Original README is below:

  • include background on file name formatting
  • define the goals of the package, include a figure
  • write out all requirements for formatting files, etc. (or make a readthedocs?)

To Do

Phoebe

  • at what stage can I take the mean across reps? Alice says keep the reps in, but add the mean as another "rep" - decide what is best to do for this
  • stick with average lm method for now, add in binned median as well
  • name function arguments
  • make sure I get the same output I got from my original analysis
  • think about Jesse's comment from my committee meeting re: calculating SL GI scores for low-scoring pairs
  • consider changing target_type from gene_ctrl and ctrl_gene to gene1_only and gene2_only (or something similar) in case people have a different library design
  • convert id => pgRNA_id in all relevant files (annotation for last step of pgRNA counting pipeline?)
  • make Rproj?
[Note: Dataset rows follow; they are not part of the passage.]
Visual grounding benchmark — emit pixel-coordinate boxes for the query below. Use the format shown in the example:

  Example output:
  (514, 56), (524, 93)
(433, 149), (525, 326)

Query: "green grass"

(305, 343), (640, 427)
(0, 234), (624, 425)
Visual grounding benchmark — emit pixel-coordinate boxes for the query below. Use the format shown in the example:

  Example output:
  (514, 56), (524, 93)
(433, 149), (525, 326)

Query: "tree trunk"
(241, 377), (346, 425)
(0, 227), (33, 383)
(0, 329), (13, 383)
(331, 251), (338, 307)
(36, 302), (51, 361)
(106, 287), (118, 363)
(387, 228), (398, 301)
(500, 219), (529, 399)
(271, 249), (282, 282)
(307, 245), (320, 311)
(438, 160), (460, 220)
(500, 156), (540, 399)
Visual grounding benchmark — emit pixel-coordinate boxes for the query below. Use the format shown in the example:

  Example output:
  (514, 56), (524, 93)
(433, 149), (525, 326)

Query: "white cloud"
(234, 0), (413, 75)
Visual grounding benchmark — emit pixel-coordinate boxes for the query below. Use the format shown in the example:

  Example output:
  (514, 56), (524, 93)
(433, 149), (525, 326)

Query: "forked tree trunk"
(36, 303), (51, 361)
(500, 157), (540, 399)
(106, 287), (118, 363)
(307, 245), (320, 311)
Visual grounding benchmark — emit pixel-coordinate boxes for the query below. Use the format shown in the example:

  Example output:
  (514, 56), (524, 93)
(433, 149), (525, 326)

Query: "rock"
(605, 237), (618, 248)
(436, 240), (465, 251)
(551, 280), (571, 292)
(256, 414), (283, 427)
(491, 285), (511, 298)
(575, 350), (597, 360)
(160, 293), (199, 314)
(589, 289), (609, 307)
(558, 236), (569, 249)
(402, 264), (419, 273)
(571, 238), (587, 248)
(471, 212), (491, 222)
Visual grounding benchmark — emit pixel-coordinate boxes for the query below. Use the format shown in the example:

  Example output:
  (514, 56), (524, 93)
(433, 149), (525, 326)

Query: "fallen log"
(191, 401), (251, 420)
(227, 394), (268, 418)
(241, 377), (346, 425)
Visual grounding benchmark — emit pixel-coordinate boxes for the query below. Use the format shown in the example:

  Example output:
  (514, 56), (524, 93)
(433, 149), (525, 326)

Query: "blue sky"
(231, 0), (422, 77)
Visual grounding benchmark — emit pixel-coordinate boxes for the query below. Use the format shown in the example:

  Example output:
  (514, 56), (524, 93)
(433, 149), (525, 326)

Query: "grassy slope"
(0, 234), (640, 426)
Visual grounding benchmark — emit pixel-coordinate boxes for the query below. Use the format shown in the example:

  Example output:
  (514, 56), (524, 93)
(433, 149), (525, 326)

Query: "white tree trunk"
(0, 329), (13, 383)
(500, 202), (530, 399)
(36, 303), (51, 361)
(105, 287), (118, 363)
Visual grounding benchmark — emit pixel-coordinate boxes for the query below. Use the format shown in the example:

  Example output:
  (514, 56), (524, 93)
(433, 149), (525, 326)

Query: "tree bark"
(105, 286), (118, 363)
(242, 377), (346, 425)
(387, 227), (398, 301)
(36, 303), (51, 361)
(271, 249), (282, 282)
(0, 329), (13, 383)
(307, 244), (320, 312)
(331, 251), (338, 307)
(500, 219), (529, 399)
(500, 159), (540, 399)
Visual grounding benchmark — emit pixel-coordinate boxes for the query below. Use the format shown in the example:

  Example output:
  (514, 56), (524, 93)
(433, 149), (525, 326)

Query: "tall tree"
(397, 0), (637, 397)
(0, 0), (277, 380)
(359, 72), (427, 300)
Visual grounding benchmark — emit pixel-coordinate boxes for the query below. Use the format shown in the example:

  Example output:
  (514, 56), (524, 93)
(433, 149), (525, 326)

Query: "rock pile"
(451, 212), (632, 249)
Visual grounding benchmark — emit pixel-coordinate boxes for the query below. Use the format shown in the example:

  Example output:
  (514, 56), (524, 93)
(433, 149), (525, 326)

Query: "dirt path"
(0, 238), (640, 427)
If I can figure out how to do this in a useful way with the command line - or should I use renv instead of conda?
  • remove really big DFs from memory once they are no longer needed
  • save RData somehow (but make sure I'm not saving big unnecessary datasets)
  • write fxn to convert Python/bash-formatted input to R file path input?
  • update counts QC Rmd to get library size dynamically
  • make it so that positive controls are also expressed?
  • figure out when/how to make results files (for Snakemake and Rmd)
  • compare my calculated LFC values to those from MAGeCK
  • figure out when to filter out low read count pgRNAs - in the counts_QC or calculate_LFC scripts?
  • within pgRNA_counts_QC.Rmd
    • check CPM calculation to determine if it's correct, share w/ Daniel
  • figure out if "normalized" count from MAGeCK = CPM - if so, can just do LFC calculations in my own script
  • make annotations in a separate script - do for all library files, and take user input re: having RNAseq data or getting from DepMap
  • set the default parameter so that there is an appropriate error message if no parameter is supplied?
  • consider using rmarkdown::render("MyDocument.Rmd", params = "ask") (see: https://bookdown.org/yihui/rmarkdown/params-knit.html) to get user input rather than relying solely on the config file
  • change sample/rep labels from days to "plasmid", "early", "late"? Or define what those are in the config file and then import that info as parameters to R scripts?
  • address cases w/ multiple early TP reps
  • convert rule 1 output from .html file to .txt file
  • change counter_efficient.R output to make variable names just be the sample name (not counts_sampleName)
  • should I filter out count = 0 before calculating CPM outliers??
  • try out formatR formatting and options: https://bookdown.org/yihui/rmarkdown-cookbook/opts-tidy.html
  • if I end up copying MAGeCK source code, include this info: https://github.com/davidliwei/mageck/blob/master/COPYING

Completed:

  • write a function to print kable output ... include some kind of nrow() cutoff?
  • calculate coverage in pgRNA_counts_QC Rmd
  • write a function to save plots and tbls
  • save functions as separate scripts & call from each Rmd using source()
  • figure out how to knit Rmd with parameters => do this within the Snakemake pipeline
  • update id => pgRNA_id
  • pre-process annotations file to get a saveable/shareable one => update get_pgRNA_annotations.Rmd
  • get rid of "d." in saved variable names...except for RDS files?